Le Conseil de paix et de sécurité de l’Union africaine, réuni le 10 mars dernier à Addis-Abeba sur la question du Darfour, a coupé la poire en deux sans l’épépiner. Il a décidé de prolonger son mandat jusqu’à septembre et « d’apporter son soutien de principe à un transfert de la Mission de l’Union africaine au Soudan (Amis) à une mission des Nations Unies » après cette date. Un nouveau délai pour Khartoum, qui a salué la décision, et avait crié plus fort que jamais, la semaine passée, manifestations populaires à l’appui, que le Soudan serait le tombeau de toute force onusienne qui y poserait le pied. La décision souligne que l’Onu ne pourra pas envoyer de forces de paix au Darfour sans l’accord du gouvernement soudanais, selon Abou Zaid al-Hassan, ambassadeur du Soudan en Ethiopie et représentant permanent à l’UA, interrogé par Xinhua. Mais rien ne dit que Khartoum, juge et parti dans le conflit, qui joue sur la fibre panafricaine en affirmant son refus de l’ingérence, acceptera jamais une telle force.

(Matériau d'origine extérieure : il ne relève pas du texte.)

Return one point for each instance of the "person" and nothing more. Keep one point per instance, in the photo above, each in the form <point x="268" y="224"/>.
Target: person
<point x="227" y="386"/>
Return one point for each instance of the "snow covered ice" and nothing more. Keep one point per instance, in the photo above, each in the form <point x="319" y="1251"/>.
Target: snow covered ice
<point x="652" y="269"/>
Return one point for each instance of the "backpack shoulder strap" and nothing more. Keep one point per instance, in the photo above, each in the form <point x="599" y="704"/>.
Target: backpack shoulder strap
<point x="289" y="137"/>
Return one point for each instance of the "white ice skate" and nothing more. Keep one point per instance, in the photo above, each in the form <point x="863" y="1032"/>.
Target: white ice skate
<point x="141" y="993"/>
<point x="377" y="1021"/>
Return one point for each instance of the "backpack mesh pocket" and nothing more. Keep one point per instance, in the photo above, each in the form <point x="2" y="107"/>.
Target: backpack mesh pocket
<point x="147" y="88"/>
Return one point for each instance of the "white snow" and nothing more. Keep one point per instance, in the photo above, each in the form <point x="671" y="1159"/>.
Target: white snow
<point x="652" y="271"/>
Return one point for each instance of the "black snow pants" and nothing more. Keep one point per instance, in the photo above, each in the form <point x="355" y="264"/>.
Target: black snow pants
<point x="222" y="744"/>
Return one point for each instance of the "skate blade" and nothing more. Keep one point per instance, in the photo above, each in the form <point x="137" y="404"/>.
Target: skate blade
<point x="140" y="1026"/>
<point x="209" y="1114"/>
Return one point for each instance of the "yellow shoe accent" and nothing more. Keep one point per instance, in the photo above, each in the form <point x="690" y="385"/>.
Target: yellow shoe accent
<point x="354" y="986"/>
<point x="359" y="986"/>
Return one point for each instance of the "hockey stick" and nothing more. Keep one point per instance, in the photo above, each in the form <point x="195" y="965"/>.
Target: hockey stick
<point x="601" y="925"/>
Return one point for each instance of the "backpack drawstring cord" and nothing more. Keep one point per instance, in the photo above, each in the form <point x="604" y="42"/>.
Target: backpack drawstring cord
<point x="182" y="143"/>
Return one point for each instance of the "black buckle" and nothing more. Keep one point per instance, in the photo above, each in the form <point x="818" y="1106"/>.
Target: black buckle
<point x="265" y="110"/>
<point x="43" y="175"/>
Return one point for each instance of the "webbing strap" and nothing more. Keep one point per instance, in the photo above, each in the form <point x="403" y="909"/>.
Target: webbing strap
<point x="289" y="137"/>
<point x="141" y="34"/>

C’est également un délai pour l’Union africaine, qui ne souhaite pas voir sa première mission armée sur le continent assimilée à un échec. Le délai technique pour passer la main à l’ONU avait d’ailleurs été estimé à neuf mois par Alpha Oumar Konaré, le président de la Commission africaine. Durant les six mois prochains, l’UA souhaite parvenir à la « stabilisation de la situation sécuritaire et à] la conclusion d’un accord de paix pour le Darfour (…) avant la fin avril 2006, et améliorer les relations entre le Tchad et le Soudan », indique le communiqué final. Les deux pays, qui s’accusent mutuellement de soutenir des dissidents à leur frontière commune, ont signé un [accord de paix le 8 février dernier à Tripoli. Mais N’Djamena a accusé Khartoum de l’avoir violé la semaine passée.
Une force conséquente, expérimentée et un mandat élargi
Outre les besoins mensuels, très précisément chiffrés à « 22 857 719 dollars américains », vendredi, par Alpha Oumar Konaré, l’UA a hérité pour sa première intervention sur le continent d’un terrain difficile, grand comme la France, pour 7 000 hommes déployés. Elle a récemment éprouvé de grandes difficultés logistiques, en raison de la détérioration de la situation sécuritaire. Autre problème, son mandat est limité à l’observation et à la protection des observateurs internationaux. Brian Steidle, un jeune Marines américain qui a collaboré de septembre 2004 à février 2005 à une mission d’observation de l’UA, au Darfour, explique qu’il rusait avec ses collègues en s’installant dans des villages, accompagnés d’une cinquantaine de militaires chargés de les protéger, dissuadant ainsi les milices janjawid et les troupes gouvernementales de toute agression.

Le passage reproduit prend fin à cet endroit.